Sobre o que penso atualmente da minha postura como educadora e do meu futuro é que caminho em uma formação contínua, não penso parar de estudar, apreender, e que este crescimento reflete naqueles a quem e com quem trabalho, pretendo efetuar, melhoras na forma de educar do CASEF, em parceria com outros funcionários lá, conseguirmos implantar cursos de formação de qualidade e mostrar que a mudança é possível para quem na vida já esteve tão longe do que é conviver em equilíbrio com a sociedade.

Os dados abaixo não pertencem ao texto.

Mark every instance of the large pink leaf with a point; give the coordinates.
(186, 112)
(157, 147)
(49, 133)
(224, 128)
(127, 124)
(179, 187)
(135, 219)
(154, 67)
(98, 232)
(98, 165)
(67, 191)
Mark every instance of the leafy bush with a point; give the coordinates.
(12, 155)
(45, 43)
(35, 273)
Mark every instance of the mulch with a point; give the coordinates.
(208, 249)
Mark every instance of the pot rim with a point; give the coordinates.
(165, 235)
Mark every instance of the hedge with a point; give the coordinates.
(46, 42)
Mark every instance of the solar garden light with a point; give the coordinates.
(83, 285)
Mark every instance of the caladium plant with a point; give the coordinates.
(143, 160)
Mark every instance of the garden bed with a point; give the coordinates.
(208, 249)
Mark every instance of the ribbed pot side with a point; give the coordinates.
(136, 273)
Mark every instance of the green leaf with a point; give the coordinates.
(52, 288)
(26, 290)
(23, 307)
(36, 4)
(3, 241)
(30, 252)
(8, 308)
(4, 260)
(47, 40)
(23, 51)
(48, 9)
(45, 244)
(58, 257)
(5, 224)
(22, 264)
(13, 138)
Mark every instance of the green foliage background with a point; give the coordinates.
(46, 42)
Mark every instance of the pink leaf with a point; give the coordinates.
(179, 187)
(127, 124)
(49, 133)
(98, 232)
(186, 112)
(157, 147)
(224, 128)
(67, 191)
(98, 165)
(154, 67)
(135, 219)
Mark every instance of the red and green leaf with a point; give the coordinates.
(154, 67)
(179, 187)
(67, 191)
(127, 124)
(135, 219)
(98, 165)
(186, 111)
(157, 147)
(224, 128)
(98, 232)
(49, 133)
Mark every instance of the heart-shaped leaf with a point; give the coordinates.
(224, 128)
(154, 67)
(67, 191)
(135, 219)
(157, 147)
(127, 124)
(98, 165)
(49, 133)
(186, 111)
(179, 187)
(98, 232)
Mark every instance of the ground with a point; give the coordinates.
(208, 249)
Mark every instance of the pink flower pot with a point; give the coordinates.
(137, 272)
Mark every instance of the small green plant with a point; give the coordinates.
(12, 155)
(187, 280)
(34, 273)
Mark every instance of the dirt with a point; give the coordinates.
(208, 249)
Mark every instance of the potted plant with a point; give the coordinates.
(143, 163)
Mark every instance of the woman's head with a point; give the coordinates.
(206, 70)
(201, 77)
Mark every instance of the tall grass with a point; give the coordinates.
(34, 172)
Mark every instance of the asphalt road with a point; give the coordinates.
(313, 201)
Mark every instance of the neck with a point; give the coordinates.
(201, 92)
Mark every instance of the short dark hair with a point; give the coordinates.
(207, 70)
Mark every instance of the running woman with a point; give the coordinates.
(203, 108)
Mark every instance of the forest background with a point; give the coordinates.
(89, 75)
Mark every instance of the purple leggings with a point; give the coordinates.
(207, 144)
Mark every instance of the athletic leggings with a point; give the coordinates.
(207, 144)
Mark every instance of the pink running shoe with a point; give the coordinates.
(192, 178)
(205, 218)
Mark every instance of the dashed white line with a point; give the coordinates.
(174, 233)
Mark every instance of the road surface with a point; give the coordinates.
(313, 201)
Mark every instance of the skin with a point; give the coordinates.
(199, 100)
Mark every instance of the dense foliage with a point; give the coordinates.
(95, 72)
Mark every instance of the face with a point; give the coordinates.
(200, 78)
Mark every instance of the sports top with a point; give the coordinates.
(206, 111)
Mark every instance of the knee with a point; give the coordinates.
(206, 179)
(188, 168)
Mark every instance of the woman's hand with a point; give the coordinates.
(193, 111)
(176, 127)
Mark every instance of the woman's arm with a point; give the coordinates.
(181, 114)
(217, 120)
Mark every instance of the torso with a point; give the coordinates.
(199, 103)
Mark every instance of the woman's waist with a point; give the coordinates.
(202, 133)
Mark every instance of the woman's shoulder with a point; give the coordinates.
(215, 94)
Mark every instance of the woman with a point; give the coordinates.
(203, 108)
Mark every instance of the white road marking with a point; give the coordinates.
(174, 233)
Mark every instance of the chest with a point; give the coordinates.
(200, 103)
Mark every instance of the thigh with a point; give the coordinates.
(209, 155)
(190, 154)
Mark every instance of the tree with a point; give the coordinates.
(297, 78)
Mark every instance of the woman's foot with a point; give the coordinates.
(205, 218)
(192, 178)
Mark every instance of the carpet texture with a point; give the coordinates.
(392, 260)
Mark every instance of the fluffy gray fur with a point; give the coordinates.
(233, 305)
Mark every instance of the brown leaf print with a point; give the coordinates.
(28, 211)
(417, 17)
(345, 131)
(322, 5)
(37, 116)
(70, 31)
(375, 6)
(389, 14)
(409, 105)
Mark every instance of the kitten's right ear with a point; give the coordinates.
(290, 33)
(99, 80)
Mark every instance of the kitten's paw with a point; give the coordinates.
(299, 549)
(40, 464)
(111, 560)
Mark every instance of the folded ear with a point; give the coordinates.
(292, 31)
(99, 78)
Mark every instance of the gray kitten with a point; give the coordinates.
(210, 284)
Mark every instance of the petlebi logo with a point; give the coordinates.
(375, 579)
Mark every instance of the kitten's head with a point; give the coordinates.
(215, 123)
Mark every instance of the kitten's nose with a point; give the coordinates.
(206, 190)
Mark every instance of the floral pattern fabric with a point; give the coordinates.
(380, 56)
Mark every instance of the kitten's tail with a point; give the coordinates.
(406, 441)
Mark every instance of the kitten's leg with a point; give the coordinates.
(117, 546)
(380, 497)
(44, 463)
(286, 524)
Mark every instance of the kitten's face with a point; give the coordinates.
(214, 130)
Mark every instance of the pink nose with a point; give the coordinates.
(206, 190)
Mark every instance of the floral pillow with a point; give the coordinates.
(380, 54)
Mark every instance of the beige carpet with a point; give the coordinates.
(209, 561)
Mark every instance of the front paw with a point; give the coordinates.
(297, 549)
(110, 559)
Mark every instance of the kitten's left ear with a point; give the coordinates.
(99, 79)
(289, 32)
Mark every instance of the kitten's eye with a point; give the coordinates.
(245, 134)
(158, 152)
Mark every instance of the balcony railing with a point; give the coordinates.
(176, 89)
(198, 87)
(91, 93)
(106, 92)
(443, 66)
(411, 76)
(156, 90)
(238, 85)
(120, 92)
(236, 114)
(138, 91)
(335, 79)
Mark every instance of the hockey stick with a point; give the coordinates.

“Para que perder tempo desperdiçando emoções, grilar com pequenas provocações, ataco se for preciso sou eu quem escolho e faço os meus inimigos. Saudações a quem tem coragem.” (DÉ/FREJAT/GUTO GOFFI, Pense e dance.)

Já desejei sair da FASE, como também já desejei não ter ingressado, fiz concurso para professora do estado, passei e não fui chamada, só para o contrato emergencial, não quis assumir, também quero segurança, ainda que pouca, uma estabilidade ainda que falsa. Hoje tenho plena consciência de que minha realização profissional é na educação, mesmo sabendo que a remuneração não condiz com a importância da atividade, mas para mim não será a primeira vez que deixarei um emprego, para ganhar menos mas acreditando que a recompensa será maior. Mais a frente quero fazer mestrado e doutorado, até lá verei o que o tempo e as minhas escolhas me guardam.

“Se tu quiseres saber quem eu sou... me dá tua mão, vem viver, vem lutar lado a lado, me dá tua mão me protege e terá proteção minha mão ... meu irmão” (GRESSINGER,Lado a lado.)


Ofereço este pequeno mexer nas lembranças e sentimentos aos que me deram força de continuar lutando pela educação e por um mundo melhor. Em memória ao saudoso e ético professor padre Anúncio Caldana, a professora e avó Maria do Carmo Granella.
E a Aninha, luz do meu dia, a quem desejo que o futuro seja um tempo melhor, pelas escolhas que nós educadores e cidadãos tomamos hoje.

Um comentário:

Anônimo disse...

Essa história me fez lembrar o quanto meus pais lutaram para que alcançassem um bom futuro.